The tool can be trained for different functions and using the language and terms relevant to your organization. This helps to customize and increase the relevance of the insights. Machine learning also helps to improve the answers to the questions over time. 

Amazon QuickSight allows the seamless embedding of interactive dashboards and visualizations into applications. This helps to personalize the user interface for reports and dashboards. This also allows for a consistent user experience across the application. 

The QuickSight Enterprise Edition allows the embedding of rich, interactive dashboards in wikis, apps, and portals without the need to call embedding APIs. It does not need server deployments or infrastructure licensing, allowing authorized end-users to access the dashboards instantly. With the QuickSight Enterprise Edition, custom-branded reports can be shared over emails to increase credibility.  

Ad-hoc analysis and ML capabilities help with detecting anomalies, forecasting trends, and customizing natural language queries to generate dashboards and reports. This also increases avenues for differentiating and monetizing your applications. 

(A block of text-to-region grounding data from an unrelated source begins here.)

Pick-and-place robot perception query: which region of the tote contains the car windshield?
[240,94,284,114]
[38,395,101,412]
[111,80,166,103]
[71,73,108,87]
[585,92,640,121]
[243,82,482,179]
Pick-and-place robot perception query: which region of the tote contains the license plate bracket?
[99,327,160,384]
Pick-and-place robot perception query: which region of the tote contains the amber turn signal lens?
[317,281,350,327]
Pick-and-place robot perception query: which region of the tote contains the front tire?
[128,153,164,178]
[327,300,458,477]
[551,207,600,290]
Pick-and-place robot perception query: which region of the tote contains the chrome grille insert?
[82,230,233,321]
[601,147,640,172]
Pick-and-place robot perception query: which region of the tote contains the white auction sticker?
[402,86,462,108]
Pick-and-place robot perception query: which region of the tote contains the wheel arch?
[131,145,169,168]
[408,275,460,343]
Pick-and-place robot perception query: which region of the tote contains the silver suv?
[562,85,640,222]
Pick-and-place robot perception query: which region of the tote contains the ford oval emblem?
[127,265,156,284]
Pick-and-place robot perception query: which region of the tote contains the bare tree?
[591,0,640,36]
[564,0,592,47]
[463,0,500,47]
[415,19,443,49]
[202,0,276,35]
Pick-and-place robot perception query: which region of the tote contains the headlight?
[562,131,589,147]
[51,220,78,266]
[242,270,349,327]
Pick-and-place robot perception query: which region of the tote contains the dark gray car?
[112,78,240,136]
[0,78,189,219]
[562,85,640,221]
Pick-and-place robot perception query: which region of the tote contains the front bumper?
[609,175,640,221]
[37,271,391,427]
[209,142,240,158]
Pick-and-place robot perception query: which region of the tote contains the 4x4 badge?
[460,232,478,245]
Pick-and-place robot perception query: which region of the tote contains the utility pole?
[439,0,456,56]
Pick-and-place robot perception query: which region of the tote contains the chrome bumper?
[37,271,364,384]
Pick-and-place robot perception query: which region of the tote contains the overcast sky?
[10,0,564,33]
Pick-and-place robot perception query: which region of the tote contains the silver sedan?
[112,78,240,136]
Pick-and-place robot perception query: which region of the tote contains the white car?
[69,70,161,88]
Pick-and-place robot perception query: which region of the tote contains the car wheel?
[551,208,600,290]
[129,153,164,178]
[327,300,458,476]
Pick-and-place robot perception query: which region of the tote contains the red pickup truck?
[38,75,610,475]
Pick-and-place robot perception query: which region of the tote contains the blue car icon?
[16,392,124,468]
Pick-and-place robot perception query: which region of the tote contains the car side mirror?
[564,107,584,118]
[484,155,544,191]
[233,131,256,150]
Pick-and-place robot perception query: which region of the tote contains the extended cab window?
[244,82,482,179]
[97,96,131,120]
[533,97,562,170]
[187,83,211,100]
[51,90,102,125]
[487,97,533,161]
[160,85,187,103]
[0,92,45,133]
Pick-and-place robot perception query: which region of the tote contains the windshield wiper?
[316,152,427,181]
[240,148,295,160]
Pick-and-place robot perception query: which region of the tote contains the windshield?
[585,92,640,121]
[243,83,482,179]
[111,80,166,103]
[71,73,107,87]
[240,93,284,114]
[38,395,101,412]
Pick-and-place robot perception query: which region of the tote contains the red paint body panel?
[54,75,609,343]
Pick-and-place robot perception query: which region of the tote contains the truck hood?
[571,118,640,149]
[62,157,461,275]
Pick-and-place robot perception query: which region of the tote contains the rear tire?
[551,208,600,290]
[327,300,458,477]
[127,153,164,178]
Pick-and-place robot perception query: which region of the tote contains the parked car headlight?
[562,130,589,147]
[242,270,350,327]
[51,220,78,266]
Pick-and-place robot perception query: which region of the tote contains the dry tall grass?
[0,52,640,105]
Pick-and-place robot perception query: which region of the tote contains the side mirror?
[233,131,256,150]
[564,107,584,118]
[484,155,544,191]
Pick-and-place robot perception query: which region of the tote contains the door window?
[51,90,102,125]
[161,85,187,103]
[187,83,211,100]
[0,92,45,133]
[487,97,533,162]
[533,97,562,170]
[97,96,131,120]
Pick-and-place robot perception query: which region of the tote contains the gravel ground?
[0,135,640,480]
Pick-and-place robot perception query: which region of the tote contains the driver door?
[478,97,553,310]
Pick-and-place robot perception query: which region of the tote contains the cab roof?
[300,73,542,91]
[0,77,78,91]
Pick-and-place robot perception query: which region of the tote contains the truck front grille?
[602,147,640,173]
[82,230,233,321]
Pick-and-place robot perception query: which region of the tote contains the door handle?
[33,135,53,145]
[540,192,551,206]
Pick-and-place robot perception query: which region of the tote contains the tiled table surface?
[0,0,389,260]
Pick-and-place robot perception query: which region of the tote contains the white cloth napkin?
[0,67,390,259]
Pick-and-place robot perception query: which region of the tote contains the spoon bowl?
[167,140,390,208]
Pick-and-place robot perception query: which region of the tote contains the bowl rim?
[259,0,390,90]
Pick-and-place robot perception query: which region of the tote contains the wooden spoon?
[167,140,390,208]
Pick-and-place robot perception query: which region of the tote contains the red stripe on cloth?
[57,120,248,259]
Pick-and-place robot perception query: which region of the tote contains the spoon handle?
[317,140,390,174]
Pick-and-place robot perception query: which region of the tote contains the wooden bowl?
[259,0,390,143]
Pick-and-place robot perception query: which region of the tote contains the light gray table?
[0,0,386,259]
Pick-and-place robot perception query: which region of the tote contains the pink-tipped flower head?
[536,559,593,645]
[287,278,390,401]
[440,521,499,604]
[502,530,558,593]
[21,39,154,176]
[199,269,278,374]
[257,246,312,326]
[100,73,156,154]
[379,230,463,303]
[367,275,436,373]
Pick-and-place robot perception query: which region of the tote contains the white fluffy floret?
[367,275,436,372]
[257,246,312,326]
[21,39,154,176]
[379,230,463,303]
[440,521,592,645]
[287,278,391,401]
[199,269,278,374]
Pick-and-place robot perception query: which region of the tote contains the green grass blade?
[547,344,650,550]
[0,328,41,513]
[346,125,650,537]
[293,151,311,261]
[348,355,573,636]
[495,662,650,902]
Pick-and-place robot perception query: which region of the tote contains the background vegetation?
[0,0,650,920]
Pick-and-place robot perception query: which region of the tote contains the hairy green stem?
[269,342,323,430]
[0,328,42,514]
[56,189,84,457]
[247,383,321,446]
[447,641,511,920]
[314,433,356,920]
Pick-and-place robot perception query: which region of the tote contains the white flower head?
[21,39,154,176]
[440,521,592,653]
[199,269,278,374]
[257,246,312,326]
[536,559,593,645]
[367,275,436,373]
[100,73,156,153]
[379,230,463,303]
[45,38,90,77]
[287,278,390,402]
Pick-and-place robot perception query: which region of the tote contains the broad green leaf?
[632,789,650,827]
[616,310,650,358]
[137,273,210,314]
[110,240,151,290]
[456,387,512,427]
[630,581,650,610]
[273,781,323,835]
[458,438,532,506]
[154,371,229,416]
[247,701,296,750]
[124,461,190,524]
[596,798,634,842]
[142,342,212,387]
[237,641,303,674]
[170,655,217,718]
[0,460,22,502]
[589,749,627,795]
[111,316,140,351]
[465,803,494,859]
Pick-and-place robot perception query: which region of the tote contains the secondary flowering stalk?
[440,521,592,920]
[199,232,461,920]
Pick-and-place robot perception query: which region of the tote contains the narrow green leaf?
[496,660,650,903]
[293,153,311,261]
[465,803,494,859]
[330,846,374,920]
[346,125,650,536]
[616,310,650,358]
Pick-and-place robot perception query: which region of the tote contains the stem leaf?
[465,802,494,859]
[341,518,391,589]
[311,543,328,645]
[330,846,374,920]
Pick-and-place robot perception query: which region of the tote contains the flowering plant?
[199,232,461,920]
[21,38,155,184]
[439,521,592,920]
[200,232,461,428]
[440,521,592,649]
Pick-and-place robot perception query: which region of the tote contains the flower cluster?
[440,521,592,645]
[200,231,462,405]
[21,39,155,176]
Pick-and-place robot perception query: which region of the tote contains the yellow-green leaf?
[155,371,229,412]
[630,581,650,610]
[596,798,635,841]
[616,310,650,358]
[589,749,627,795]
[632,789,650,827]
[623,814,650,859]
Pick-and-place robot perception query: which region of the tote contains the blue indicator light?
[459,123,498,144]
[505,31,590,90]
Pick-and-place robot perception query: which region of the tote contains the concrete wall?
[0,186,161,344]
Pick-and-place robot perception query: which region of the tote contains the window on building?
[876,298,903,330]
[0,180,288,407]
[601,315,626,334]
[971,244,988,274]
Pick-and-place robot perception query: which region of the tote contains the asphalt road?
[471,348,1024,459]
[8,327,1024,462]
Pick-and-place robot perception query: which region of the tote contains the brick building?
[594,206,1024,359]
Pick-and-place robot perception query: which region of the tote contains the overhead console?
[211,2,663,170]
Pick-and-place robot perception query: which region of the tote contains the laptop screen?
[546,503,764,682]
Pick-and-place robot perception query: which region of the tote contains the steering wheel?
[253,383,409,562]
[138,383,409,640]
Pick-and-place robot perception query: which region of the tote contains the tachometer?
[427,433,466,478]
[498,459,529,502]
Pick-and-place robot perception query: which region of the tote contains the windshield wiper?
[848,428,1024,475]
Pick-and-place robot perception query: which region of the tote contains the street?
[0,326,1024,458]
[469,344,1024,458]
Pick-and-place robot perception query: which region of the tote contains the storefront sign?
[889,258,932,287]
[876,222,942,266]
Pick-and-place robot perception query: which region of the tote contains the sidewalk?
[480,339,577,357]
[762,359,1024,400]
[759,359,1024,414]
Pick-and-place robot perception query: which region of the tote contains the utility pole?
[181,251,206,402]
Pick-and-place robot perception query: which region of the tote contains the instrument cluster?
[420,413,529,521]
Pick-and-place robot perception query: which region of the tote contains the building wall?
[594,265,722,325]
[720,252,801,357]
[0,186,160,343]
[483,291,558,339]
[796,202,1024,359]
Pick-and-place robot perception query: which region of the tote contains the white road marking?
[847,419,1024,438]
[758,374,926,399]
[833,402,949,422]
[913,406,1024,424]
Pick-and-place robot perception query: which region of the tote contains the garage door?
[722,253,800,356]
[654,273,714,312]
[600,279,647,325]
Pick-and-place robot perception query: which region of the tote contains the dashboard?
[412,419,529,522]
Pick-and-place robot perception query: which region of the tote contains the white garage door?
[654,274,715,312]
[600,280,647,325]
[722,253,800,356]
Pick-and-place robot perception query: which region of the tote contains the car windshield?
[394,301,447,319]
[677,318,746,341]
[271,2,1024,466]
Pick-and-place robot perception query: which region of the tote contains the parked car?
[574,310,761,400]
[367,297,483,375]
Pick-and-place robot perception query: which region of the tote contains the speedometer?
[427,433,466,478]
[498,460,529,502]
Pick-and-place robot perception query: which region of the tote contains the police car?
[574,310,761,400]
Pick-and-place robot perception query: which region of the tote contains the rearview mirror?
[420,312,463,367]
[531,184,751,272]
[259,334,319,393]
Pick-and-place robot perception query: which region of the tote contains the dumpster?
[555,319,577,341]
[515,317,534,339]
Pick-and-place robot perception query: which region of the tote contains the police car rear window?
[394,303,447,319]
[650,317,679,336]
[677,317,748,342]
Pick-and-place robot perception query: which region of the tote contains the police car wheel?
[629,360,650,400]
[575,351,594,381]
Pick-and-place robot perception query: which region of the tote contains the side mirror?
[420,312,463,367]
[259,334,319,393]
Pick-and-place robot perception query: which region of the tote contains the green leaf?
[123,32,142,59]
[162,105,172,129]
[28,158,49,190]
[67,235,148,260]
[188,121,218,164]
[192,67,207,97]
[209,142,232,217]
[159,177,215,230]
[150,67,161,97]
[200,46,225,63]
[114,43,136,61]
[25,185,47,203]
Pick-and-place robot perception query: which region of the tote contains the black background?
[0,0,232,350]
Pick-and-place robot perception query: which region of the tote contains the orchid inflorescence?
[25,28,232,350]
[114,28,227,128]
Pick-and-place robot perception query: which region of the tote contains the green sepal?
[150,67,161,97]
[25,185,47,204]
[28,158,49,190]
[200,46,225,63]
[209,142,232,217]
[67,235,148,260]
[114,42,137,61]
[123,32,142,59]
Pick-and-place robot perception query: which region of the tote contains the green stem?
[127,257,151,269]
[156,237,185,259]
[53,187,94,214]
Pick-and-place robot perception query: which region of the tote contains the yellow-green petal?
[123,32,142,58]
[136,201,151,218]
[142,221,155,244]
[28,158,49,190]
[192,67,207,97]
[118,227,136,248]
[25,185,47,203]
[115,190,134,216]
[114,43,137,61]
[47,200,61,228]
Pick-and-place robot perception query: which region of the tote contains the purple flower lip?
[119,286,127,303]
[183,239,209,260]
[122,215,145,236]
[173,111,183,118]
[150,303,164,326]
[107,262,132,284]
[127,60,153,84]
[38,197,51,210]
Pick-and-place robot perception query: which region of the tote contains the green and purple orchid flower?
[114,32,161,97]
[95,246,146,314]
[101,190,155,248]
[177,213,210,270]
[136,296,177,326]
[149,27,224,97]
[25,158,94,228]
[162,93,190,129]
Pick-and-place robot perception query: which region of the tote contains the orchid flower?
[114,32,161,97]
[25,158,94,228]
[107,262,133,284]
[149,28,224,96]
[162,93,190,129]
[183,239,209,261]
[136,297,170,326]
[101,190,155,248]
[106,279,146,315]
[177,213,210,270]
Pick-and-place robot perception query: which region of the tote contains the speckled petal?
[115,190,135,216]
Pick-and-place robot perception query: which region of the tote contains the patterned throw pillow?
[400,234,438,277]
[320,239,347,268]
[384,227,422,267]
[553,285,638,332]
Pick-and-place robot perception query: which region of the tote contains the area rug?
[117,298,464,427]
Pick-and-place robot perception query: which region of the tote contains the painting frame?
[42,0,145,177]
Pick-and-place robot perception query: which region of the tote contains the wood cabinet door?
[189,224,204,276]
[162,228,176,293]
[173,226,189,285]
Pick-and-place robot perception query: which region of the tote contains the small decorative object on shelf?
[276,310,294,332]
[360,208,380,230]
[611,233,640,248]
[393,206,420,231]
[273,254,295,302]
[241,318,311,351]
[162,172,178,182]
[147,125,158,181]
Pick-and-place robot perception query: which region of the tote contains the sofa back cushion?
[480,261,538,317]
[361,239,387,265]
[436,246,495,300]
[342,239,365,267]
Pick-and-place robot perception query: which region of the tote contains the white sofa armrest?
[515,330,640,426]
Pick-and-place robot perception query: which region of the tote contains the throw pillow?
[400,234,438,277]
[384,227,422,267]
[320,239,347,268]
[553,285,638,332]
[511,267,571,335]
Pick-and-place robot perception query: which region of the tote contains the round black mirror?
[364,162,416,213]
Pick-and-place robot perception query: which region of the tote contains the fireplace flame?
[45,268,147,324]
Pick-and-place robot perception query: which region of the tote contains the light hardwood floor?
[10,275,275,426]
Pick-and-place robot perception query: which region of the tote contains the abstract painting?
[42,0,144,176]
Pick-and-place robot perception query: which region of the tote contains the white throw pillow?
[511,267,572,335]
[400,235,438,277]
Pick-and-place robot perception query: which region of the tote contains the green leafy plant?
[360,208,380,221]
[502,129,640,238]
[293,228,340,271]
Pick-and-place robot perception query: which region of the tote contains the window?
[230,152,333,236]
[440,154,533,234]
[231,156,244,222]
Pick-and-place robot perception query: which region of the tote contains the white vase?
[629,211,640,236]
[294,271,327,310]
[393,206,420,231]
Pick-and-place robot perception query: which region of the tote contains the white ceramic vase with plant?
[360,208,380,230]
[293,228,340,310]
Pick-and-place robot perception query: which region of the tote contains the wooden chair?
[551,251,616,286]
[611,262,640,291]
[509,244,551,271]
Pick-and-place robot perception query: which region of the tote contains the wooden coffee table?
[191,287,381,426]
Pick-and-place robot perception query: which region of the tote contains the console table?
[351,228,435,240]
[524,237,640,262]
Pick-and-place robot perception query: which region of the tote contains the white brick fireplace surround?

Being serverless, QuickSight analytics workflows can be managed programmatically, be it setting up a multi-tenant architecture to isolating data between multiple users, automating deployments, shifting dashboards across accounts, or managing access for users with Single Sign-On (SSO).

Benefits of QuickSight

Some of the key benefits of QuickSight include

Scalability: Using robust AWS APIs, developers can deploy scalable embedded analytics for thousands of users.  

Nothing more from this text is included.